Marjorie Kinnan Rawlings Historic State Park

Marjorie Kinnan Rawlings Historic State Park
If you ever find yourself in or near Gainesville and you enjoy visiting historic sites, especially those with literary connections, you may enjoy spending an hour or two at the Marjorie Kinnan Rawlings home and farm in Cross Creek.

Mrs. Rawlings moved to the farm in 1928 with her first husband, Charles Rawlings, with plans to raise and market citrus crops. She wanted to live on the land and have a place where she was inspired to write. Both she and her husband had backgrounds in journalism, but writing did not come easy for her. She was not a typical farm wife and spent nine to ten hours a day working on her stories. Her writing focused on the land around her and the people who inhabited it.

You may visit the farm and outbuildings without taking a tour of the house, but it is well worth the time and nominal fee of $3 per adult to do so. Tours are led by volunteers who are knowledgeable about both the property and the life of Mrs. Rawlings. The tours last about an hour. You will be led throughout the cracker farm house that still contains the furnishings that were there when the Rawlings lived in it. You will also hear many anecdotes about Mr. and Mrs. Rawlings and the guests that visited them.
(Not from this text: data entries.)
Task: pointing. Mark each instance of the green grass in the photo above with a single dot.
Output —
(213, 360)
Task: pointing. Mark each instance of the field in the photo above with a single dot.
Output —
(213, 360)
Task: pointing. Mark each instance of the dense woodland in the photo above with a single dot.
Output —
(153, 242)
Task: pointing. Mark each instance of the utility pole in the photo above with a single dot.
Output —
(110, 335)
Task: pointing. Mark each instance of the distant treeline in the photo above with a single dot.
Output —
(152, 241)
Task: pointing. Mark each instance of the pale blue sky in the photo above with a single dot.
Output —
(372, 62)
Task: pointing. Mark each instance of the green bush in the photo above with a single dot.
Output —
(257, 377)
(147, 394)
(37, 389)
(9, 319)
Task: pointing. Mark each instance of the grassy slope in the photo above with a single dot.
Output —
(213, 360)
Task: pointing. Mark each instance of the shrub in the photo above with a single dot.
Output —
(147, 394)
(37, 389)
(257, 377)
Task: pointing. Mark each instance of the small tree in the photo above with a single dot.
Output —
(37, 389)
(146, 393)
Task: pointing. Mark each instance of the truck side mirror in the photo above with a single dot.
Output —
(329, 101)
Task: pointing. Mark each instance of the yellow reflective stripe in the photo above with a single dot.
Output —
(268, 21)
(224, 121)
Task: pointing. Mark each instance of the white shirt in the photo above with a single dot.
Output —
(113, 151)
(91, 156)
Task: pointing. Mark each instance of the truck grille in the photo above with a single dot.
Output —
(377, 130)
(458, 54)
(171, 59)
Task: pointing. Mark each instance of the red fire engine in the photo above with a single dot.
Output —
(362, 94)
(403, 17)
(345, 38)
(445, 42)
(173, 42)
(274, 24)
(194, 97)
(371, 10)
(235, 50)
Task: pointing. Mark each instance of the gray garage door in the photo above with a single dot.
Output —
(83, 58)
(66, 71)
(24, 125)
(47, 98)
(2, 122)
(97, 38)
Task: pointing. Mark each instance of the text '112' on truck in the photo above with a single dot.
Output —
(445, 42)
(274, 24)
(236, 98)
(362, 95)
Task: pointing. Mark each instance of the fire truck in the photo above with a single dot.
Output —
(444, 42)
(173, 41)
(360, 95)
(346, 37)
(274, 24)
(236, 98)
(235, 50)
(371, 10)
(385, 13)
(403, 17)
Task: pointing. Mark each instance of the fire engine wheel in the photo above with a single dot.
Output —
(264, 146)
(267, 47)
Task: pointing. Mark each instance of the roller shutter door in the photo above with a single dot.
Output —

The first room you will enter is the porch where Mrs. Rawlings spent her time writing. It contains the table where she sat and punched the keys on the typewriter that is still in place next to an ashtray and package of cigarettes. She chain-smoked as she wrote. From there you will be led through the living room with its bookshelves filled with books, the dining room, and the kitchen. Mrs. Rawlings was an excellent cook and loved to entertain guests. She grew many of her own vegetables and herbs on the farm. You will also be taken through the bedrooms and the baths she had built because she so disliked the outhouse that came with the original house.
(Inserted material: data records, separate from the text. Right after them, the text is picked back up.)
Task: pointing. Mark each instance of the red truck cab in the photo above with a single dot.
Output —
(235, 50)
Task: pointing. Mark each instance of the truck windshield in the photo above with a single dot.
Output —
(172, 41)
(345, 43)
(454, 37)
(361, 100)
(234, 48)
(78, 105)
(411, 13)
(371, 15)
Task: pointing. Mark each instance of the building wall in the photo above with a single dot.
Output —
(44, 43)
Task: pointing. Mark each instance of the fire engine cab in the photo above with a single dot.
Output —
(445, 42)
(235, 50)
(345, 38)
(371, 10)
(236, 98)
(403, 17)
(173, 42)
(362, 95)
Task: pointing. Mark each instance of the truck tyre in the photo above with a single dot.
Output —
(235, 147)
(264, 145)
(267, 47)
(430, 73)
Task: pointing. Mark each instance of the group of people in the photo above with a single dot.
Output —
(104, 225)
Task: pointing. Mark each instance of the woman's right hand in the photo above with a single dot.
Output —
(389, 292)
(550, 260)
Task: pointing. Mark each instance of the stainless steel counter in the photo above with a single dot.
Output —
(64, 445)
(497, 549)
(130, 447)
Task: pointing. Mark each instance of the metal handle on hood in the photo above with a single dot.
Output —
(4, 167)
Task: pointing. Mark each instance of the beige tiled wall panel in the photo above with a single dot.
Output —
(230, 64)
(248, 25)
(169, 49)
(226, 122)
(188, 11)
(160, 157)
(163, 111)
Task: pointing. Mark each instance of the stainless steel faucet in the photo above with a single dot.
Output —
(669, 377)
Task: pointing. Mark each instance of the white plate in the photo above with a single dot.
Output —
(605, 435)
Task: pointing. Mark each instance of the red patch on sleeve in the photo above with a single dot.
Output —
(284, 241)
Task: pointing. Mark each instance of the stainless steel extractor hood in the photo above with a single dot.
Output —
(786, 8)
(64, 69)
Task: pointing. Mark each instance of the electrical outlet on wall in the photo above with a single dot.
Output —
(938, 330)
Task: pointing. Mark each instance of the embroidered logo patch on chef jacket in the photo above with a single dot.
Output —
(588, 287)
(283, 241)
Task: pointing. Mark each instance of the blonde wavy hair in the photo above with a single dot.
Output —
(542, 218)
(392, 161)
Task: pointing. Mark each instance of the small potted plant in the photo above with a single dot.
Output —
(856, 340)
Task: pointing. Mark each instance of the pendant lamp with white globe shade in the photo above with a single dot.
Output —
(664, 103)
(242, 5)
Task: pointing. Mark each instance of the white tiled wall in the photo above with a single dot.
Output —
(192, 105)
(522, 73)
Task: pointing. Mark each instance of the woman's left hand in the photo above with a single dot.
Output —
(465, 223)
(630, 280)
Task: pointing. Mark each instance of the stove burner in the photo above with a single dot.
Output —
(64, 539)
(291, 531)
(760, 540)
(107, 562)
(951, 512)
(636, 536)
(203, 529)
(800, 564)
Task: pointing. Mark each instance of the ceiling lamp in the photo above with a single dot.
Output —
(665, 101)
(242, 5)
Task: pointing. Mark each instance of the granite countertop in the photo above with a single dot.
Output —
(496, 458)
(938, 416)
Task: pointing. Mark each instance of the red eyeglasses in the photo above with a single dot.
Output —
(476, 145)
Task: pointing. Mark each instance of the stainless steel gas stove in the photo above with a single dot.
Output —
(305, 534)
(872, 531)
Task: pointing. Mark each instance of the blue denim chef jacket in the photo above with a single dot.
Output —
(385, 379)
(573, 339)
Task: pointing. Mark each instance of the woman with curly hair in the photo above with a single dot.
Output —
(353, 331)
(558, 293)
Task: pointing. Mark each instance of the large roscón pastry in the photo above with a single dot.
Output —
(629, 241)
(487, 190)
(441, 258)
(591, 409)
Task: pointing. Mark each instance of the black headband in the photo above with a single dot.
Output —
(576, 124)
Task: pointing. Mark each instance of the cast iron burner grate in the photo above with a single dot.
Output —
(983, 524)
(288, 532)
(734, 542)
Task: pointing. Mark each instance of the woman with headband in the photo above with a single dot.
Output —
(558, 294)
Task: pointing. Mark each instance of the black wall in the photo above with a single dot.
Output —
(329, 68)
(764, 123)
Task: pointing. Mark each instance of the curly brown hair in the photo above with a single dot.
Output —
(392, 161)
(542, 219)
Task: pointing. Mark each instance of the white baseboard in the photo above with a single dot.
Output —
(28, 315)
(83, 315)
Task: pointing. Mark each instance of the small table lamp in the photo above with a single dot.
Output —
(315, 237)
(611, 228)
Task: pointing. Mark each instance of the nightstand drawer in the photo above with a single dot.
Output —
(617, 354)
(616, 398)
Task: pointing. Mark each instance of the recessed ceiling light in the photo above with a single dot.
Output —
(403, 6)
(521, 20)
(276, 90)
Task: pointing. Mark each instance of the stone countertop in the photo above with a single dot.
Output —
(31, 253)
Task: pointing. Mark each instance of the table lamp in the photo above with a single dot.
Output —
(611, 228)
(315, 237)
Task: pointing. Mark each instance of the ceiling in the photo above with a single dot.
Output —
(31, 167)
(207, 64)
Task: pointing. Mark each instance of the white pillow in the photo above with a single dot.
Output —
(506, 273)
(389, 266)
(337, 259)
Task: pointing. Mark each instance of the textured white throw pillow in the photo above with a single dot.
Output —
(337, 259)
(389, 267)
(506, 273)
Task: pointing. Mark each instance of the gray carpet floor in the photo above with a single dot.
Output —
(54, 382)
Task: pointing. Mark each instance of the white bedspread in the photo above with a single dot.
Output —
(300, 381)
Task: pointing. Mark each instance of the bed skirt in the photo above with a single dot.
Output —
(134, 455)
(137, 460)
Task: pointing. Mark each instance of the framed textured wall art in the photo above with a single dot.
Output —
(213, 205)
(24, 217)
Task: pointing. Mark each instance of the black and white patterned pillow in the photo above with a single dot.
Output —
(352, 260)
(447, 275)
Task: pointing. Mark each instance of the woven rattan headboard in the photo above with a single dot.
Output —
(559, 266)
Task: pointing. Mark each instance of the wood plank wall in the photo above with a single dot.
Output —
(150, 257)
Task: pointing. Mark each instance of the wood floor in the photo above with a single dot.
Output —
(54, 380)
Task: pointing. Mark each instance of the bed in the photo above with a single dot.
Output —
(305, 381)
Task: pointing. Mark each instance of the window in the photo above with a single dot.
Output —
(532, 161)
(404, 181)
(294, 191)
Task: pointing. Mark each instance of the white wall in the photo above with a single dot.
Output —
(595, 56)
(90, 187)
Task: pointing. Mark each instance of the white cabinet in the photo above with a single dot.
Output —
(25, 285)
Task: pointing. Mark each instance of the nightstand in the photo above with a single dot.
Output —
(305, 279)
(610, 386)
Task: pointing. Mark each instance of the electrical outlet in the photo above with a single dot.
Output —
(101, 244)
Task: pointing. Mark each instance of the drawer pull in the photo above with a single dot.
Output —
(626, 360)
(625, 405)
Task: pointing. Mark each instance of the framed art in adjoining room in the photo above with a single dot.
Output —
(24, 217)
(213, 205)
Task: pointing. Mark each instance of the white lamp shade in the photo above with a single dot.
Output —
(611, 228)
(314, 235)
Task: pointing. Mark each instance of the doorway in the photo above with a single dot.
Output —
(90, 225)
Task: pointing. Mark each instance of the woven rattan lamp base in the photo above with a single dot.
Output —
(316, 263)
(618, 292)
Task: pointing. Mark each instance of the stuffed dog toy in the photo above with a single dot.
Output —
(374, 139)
For a while in the 1930s she lived with a cracker family near Ocala to study their way of life. This visit became the basis for her 1938 novel The Yearling, which won a Pulitzer Prize in 1939. By this time she was divorced from Charles Rawlings. In 1942 she published Cross Creek, an autobiographical book about life on the Florida frontier and about her neighbors there. These are probably her two most famous works. She died of a cerebral hemorrhage in 1953.
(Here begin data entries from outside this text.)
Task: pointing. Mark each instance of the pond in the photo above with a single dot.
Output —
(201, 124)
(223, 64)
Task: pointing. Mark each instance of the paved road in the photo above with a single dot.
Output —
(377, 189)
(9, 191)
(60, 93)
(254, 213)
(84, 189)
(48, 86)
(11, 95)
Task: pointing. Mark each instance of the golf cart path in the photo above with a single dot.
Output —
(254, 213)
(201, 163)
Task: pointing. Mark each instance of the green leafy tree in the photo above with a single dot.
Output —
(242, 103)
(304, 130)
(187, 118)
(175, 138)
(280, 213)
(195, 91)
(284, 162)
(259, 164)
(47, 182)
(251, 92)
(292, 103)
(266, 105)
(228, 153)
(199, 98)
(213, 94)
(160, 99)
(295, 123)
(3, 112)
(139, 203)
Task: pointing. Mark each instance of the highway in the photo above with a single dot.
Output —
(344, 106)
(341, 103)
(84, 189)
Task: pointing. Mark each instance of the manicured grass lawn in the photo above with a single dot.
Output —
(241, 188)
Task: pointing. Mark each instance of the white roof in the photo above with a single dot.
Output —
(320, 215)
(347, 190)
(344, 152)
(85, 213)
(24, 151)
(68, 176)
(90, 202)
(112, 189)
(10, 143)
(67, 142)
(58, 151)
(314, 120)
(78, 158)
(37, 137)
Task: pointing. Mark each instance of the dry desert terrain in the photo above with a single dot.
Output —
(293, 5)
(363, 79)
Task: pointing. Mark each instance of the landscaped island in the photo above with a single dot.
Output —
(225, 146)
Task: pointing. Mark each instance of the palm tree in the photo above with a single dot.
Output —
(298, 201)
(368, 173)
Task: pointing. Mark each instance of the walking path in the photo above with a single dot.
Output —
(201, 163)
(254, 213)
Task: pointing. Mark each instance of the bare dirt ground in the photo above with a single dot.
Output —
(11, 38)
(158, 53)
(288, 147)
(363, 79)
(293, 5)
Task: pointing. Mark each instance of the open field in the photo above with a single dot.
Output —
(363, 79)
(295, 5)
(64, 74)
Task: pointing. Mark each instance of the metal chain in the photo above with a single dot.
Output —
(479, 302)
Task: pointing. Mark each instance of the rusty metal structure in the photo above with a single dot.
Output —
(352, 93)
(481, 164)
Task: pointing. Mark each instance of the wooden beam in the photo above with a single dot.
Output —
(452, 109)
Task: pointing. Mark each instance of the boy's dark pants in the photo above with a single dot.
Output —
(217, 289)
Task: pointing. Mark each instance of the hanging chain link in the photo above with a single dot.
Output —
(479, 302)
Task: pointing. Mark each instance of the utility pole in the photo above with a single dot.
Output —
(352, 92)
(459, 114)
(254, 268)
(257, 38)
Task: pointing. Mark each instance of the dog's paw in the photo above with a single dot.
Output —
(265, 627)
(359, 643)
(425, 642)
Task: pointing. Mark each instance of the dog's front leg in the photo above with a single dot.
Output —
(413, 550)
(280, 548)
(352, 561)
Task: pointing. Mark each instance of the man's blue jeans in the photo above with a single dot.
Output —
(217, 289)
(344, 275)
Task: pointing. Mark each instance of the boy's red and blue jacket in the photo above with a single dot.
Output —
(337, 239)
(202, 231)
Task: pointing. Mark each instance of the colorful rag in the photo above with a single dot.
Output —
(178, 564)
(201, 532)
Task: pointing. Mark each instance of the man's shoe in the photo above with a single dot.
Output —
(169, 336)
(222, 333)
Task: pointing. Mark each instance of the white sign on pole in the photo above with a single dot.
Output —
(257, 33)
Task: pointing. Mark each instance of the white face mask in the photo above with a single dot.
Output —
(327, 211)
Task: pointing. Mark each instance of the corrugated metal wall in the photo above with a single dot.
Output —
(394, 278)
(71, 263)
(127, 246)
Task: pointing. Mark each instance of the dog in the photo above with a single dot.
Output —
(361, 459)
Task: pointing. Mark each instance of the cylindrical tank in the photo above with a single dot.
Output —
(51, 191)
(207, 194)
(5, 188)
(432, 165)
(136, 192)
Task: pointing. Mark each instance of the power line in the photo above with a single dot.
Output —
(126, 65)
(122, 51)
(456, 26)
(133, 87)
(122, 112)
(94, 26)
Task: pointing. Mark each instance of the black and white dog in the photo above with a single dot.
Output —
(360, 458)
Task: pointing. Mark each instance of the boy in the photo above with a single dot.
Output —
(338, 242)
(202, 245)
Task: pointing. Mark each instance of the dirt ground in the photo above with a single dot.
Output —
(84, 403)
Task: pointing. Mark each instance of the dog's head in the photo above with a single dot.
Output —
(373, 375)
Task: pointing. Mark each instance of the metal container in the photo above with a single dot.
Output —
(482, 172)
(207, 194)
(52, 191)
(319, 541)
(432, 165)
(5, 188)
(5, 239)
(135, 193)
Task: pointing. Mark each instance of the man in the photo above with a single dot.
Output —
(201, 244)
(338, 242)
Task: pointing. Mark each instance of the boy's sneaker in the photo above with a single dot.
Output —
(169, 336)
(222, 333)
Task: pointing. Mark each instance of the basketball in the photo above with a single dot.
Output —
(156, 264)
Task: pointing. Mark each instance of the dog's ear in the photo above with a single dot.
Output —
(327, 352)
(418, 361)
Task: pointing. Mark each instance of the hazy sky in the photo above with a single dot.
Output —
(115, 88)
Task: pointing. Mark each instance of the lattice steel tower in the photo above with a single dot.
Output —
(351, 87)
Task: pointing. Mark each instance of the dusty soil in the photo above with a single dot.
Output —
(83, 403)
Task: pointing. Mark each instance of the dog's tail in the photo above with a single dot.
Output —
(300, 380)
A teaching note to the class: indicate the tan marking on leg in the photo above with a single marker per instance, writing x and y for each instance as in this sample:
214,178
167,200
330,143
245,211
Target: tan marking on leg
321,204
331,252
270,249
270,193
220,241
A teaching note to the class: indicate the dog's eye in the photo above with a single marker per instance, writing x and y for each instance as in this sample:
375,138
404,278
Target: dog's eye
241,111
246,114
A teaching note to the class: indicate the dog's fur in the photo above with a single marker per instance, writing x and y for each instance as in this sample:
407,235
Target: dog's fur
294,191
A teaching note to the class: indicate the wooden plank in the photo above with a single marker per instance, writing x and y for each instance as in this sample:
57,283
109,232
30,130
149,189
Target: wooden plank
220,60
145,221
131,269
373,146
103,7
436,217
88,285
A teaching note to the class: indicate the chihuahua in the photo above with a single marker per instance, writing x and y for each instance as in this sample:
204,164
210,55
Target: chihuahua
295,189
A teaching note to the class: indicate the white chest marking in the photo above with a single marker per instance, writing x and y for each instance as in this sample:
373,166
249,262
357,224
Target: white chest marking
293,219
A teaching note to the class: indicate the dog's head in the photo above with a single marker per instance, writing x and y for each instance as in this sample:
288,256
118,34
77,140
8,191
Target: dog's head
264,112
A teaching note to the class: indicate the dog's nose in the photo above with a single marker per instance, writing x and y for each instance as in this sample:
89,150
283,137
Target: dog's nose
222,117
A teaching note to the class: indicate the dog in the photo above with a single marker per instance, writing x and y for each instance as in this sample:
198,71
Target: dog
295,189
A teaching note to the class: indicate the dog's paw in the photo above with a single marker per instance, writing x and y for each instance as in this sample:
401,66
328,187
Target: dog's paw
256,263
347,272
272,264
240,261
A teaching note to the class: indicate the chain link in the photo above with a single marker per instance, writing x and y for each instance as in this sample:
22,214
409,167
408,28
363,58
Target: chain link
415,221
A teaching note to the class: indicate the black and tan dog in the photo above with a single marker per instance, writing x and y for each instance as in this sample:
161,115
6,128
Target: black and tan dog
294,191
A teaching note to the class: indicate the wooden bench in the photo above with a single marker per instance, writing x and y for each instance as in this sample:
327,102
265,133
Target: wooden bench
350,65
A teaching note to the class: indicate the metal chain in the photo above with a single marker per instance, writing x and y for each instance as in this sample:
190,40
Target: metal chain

The park is open every day from 9 a.m. to 5 p.m. House tours are available from October through July (except for Thanksgiving and Christmas Day) on Thursday, Friday, Saturday and Sunday at 10 and 11 a.m. and at 1, 2, 3, and 4 p.m. The charge to tour the house is $3.00 per adult; $2.00 for children, ages 6 to 12; children ages 5 and under are free. Picnic facilities, a boat ramp to Orange Lake, and a playground are located in the adjacent county park. Parking fee is $3 per vehicle.